Akhirnya istirahat kedua, Reyna kembali duduk di kursi dekat jendela sambil mengolesi betadine di lututnya yang sedikit tergores saat insiden tadi, tidak terlalu parah tapi sukses membuat Reyna meringis kesakitan saat cairan betadine mulai mengaliri luka nya.
"Seharusnya luka itu dikompres dulu." Suara berat mengalihkan atensi Reyna. Rizky berdiri dengan membawa kain dan nampan berisi air hangat.
"Tidak perlu, ini hanya luka kecil. Pakai hansaplast juga akan sembuh besok," jawab Reyna. Telinga Rizky seolah ditutup, tanpa menghiraukan ucapan Reyna, Rizky langsung berlutut di depan Reyna dan dengan telaten mulai membersihkan betadine yang masih basah, padahal kegores sedikit saja kenapa harus pakai dikompres segala?
Reyna meringis saat kain hangat itu menempel tepat di lututnya. Rizky menatap Reyna, netra mereka bertemu namun Reyna segera membuang pandangannya.
"Maaf, ini semua salahku. Jika saja aku tidak berdiri di depanmu mungkin insiden ini tidak akan terjadi," ujar Rizky lirih lalu kembali mengompres luka Reyna.
"Tenang saja, aku tidak menyalahkanmu. Lagipula itu sudah berlalu dan sudah kejadian, gak ada gunannya marah dan dendam," kekeh Reyna.
"Wihh ada drama gratis nih, Ana cepat siapkan popcorn kita streaming drama," teriak Dodi yang habjs dari toilet. Ana terkekeh pelan kemudian menghampiri rekan-rekannya.
"Sudah mendingan?" tanya Ana.
"Kalian terlalu berlebihan, ini tidak terlalu parah."
"Tetap saja yang namanya luka pasti sakit, walau sekecil apa pun."

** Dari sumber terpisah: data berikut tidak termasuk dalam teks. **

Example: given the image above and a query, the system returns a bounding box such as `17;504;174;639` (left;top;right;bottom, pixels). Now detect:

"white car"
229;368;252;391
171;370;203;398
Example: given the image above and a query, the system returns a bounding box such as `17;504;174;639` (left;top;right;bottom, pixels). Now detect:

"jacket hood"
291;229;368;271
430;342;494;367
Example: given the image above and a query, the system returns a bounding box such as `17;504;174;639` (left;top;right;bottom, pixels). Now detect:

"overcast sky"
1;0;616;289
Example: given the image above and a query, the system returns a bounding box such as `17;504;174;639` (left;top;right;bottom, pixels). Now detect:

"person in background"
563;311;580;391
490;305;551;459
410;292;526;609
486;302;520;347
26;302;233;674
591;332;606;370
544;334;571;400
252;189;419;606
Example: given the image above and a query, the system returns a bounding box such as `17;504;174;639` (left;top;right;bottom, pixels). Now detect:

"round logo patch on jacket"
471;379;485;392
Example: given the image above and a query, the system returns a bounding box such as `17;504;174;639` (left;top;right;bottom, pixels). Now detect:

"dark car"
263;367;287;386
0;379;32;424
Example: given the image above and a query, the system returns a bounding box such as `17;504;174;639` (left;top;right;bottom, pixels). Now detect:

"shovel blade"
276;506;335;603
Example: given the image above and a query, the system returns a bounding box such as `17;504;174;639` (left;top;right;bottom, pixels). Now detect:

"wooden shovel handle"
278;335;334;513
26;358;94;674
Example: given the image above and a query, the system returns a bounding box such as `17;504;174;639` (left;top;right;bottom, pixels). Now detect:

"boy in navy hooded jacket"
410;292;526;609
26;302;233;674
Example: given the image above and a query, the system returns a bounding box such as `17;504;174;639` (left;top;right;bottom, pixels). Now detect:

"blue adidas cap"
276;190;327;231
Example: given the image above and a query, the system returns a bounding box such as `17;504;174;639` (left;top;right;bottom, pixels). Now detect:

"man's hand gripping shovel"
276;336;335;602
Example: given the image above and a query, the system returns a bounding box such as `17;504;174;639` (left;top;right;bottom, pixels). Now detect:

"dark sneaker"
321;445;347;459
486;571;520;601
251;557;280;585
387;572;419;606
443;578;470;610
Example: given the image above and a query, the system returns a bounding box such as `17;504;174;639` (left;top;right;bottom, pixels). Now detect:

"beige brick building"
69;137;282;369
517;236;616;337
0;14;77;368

"Baiklah, lukamu sudah ku obati," Rizky sudah selesai kemudian berdiri hendak membawa nampan dan kain tadi ke belakang.
"Terima kasih Rizky." Rizky mengangguk lalu melenggang pergi.
Untuk yang kedua kalinya, Reyna lagi yang meninggalkan Kafe paling akhir, bedanya kemarin dia sama Lia tapi sekarang hanya sendiri, agak merinding juga sih tapi kan dia harus menyelesaikan tugasnya dulu. Tadinya sih Ana yang punya tugas tapi katanya Ibu nya telpon suruh balik, sementara Dodi katanya dia ada kencan dengan seseorang, kalau Rizky? Pemuda itu sungguh misterius, Reyna sampai nggak ngerti bagaimana bisa Rizky bisa muncul dan menghilang begitu saja.
Karena sudah selesai, cepat-cepat Reyna keluar dari Kafe karena dari tadi perasaannya sudah tidak enak, seperti ada yang mengintip nya. Jangan lupakan jika Reyna itu takut dengan hal yang berbau horor dan sekarang pikirannya sedang tertuju pada hal itu. Tiba-tiba di depan pintu, Reyna bertemu dengan Rizky yang sudah berdiri seperti patung di sana. Kan, sudah Reyna bilang pemuda ini sangat suka hilang dan muncul, hampir saja Reyna menabrak tubuh tingginya jika saja dia tidak ngerem dengan baik. Reyna mengelus dadanya kaget, kemudian menghela nafas pelan.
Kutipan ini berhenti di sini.